[Socialism As It Is by William English Walling]@TWC D-Link book
Socialism As It Is

CHAPTER I
15/19

So-called steps towards equal opportunities, even if rapid enough to produce a very large surplus of trained applicants for whom capitalism fails to provide and so increase the army of malcontents, may simply delay the day of Socialism.
I have spoken of Socialists whose underlying object is opportunistic--to obtain immediate results in legislation no matter how unrelated they may be to Socialism.

Others are impelled either by an inactive idealism, or by attachment to abstract dogma for its own sake.

Their custom is in the one instance to make the doctrine so rigid that it has no immediate application, and in the other to "elevate the ideal" so high, to remove it so far into the future, that it is scarcely visible for the present-day purposes, and then to declare that present-day activity, even if theoretically subject to an ideal or a doctrine, must be guided also by quite other and "practical" principles, which are never clearly defined and sometimes are scarcely mentioned.

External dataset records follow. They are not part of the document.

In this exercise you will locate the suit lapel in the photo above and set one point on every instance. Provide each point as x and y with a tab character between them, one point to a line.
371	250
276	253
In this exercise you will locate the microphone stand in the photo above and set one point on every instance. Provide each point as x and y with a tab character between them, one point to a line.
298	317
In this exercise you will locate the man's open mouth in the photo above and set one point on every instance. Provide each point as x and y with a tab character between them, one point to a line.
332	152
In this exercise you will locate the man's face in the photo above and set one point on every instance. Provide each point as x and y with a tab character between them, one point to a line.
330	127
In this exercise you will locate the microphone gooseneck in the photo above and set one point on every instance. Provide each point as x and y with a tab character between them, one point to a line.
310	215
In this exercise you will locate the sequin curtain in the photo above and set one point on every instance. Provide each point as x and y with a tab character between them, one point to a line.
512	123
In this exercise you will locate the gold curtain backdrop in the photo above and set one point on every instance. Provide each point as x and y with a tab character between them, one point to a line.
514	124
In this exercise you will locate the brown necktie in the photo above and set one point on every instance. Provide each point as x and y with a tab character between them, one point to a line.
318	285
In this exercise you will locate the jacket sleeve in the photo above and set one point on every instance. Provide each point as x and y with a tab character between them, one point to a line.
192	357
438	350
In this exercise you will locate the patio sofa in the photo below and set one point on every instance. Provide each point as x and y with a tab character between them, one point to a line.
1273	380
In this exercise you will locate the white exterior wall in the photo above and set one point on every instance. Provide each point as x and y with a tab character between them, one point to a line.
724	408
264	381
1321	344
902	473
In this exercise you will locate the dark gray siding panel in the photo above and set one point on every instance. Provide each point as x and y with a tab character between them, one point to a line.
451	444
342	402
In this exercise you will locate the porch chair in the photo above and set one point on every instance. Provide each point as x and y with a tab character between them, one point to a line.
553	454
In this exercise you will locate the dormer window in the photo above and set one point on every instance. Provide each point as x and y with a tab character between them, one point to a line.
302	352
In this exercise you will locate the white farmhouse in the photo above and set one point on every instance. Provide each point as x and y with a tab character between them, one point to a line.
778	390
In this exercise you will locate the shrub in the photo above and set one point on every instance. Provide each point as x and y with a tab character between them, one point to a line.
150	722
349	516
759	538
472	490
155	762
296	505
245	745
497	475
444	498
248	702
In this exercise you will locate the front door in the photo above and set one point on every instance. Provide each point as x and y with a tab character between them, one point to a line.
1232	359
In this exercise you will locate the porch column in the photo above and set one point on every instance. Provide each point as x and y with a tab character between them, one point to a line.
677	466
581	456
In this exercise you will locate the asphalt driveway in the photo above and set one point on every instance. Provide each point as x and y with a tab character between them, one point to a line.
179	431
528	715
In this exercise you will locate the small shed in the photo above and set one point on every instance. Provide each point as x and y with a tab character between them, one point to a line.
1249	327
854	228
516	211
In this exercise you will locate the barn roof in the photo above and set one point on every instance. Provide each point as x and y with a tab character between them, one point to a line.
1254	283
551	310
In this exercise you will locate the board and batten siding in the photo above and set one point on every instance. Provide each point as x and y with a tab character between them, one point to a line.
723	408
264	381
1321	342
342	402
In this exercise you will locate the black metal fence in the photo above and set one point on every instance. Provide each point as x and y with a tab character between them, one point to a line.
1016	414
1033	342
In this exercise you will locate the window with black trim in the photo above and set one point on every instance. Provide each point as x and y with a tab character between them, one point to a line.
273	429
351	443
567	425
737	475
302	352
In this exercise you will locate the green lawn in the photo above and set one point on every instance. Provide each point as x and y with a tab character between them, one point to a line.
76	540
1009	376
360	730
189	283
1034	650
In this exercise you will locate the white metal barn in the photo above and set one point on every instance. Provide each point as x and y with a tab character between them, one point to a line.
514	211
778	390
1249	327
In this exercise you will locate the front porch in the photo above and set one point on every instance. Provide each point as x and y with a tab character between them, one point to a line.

Mr.Edmond Kelly, for instance, puts his "Collectivism Proper," or Socialism, so far into the future that he is forced to confess that it will be attained only "ultimately," or perhaps not at all, while "Partial Collectivism may prove to be the last stage consistent with human imperfection."[100] He acknowledges that this Partial Collectivism ("State Socialism") is not the ideal, and it is evident that his ideal is too far ahead or too rigid or theoretical, to have any connection with the ideals of the Socialist movement, which arise exclusively out of actual life.
This opportunism defends itself by an appeal to the "evolutionary" argument, that progress must necessarily be extremely slow.

Progress in this view, like Darwin's variations, takes place a step at a time, and its steps are infinitesimally small.